Pediatric10 min read

Sever's Disease Exercises: Relieve Heel Pain in Growing Children

Age-appropriate exercises for Sever's disease (calcaneal apophysitis), the most common cause of heel pain in active children aged 8-14. Help your young athlete recover safely.

Sever's Disease Exercises: Relieve Heel Pain in Growing Children

Sever's disease (calcaneal apophysitis) is the #1 cause of heel pain in growing children, particularly active kids between 8-14 years old. Despite its scary name, it's not actually a disease—it's an overuse injury at the growth plate of the heel bone.
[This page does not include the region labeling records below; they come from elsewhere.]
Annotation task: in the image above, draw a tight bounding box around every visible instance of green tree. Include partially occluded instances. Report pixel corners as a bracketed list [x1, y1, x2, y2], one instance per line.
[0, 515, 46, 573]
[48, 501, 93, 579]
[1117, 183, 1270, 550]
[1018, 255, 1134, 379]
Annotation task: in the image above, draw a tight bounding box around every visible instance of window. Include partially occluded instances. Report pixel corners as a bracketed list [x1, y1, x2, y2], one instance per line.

The good news: it resolves completely once the growth plate closes, and the right exercises can significantly reduce pain and keep kids active.
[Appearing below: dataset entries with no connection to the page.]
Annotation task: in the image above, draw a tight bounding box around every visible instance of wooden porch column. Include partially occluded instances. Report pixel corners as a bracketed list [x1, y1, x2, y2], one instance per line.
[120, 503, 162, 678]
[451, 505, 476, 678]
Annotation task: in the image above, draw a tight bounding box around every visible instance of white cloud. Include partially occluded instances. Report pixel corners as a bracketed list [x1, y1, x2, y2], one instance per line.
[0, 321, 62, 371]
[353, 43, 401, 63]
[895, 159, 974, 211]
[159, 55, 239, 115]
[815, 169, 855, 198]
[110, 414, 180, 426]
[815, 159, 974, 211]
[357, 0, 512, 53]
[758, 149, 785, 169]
Understanding Sever's Disease

What's Happening

During growth spurts, bones often grow faster than muscles and tendons. The Achilles tendon attaches to the back of the heel bone (calcaneus), which has a growth plate that doesn't fully fuse until age 14-16. When the calf muscles are tight—which is common during rapid growth—they pull on this vulnerable growth plate, causing inflammation and pain.

Why It Happens

  • Growth spurts: Bones outpace soft tissues
  • Tight calf muscles: Increased tension on heel
  • High-impact sports: Running, jumping, soccer, basketball, gymnastics
  • Hard playing surfaces: Courts, turf, hard ground
  • Poor footwear: Cleats, worn-out shoes, lack of cushioning
  • Increased activity: New season start, tournament weekends

Symptoms

  • Heel pain during/after activity
  • Pain at back and bottom of heel
  • Limping, especially in morning or after sitting
  • Pain with squeeze test (press both sides of heel)
  • Better with rest, worse with running/jumping

Phase 1: Pain Relief and Protection

The Essential Stretch: Calf Stretching

Tight calves are the primary driver—stretching is fundamental.
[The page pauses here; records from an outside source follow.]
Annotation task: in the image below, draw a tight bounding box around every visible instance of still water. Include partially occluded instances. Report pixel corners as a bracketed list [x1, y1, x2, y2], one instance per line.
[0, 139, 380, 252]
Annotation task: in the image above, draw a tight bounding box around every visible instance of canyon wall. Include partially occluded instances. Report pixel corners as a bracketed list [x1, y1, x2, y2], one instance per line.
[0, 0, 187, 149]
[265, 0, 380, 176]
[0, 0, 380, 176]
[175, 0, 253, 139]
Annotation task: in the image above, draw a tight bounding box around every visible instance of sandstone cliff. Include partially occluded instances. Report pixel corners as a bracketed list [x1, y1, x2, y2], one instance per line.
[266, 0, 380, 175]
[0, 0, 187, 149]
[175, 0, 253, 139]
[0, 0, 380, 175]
Wall Calf Stretch (Gastrocnemius)

  1. Stand facing wall, hands on wall
  2. Step affected leg back, keep heel DOWN
  3. Bend front knee, keep back knee straight
  4. Feel stretch in upper calf
  5. Hold 30 seconds
  6. 3 reps each leg
  7. Do 3-4 times daily

Bent-Knee Calf Stretch (Soleus)

  1. Same position as above
  2. This time, BEND back knee slightly
  3. Keep heel on floor
  4. Stretch moves lower in calf
  5. Hold 30 seconds, 3 reps
  6. 3-4 times daily

Key: Both stretches are important—gastrocnemius crosses the knee, soleus doesn't. You need both.

Step Stretch

  1. Stand on step or stair, heels hanging off
  2. Let heels drop below step level
  3. Hold 30 seconds
  4. Come back up
  5. Repeat 3 times
  6. Caution: Don't bounce, hold steady

Pre-Activity Warm-Up

Before any sport or running:

  1. 5 minutes easy walking or cycling
  2. Dynamic calf stretches (walking on toes, then heels)
  3. Calf stretches from above
  4. Start activity at reduced intensity

Phase 2: Strengthening

Once acute pain is controlled (usually 1-2 weeks), add strengthening.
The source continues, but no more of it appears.